Streaming data analysis with Go
Leveraging Go’s core primitives to analyze events in real-time
Go provides an excellent platform for real-time analysis. In this training, we will stream text data (tweets) and analyze the sentiment (negative or positive) of those tweets in real-time. However, the principles from this example could be applied to streaming analysis of log lines, user interactions, financial transactions, and much more.
What you'll learn-and how you can apply it
After taking this course, you will be able to: - Write handlers for streaming data input with Go - Parse textual data in event messages - Analyze the sentiment of portions of text
Participants will understand… - Basic Go syntax and program structure - Asynchronous handling of events - High-level sentiment analysis techniques
Participants will be able to… - Utilize a pattern for real time data analysis with Go - Parse text data with Go - Generate predictions of sentiment for portions of text
This training course is for you because...
- You are a developer with some experience writing Go, and you need to process data in real time
- You are a data analyst working with streaming data, and you need to implement streaming analyses in a language made to handle concurrency
- Programming experience in some language (Go, Python, R, etc.)

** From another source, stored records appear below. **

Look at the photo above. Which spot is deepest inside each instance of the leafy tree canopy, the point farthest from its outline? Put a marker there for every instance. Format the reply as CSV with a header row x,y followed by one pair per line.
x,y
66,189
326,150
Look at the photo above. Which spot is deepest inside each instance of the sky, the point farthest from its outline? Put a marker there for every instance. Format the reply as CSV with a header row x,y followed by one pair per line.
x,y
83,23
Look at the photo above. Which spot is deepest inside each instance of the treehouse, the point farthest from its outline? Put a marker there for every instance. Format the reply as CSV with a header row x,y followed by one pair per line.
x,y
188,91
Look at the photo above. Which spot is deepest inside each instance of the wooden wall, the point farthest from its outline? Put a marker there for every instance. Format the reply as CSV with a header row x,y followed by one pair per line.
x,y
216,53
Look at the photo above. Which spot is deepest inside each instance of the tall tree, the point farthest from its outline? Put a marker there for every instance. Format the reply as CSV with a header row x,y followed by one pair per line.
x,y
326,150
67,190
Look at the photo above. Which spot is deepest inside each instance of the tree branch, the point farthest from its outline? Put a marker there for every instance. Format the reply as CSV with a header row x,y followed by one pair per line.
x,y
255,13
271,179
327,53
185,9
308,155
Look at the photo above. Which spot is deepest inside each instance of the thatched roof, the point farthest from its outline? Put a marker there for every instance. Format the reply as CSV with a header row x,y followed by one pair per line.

- Some experience working on the command line (files I/O, etc.)
Recommended Preparation: - Complete the Go tour: https://tour.golang.org/welcome/1 - Read through the Twitter API docs: https://dev.twitter.com/streaming/overview
Downloads required for the course:
This training uses JupyterHub. A link will be provided at the start of the course for the needed notebooks and materials. If you prefer to install locally, please follow the instructions in the gophernotes README so you can run Go in a Jupyter notebook.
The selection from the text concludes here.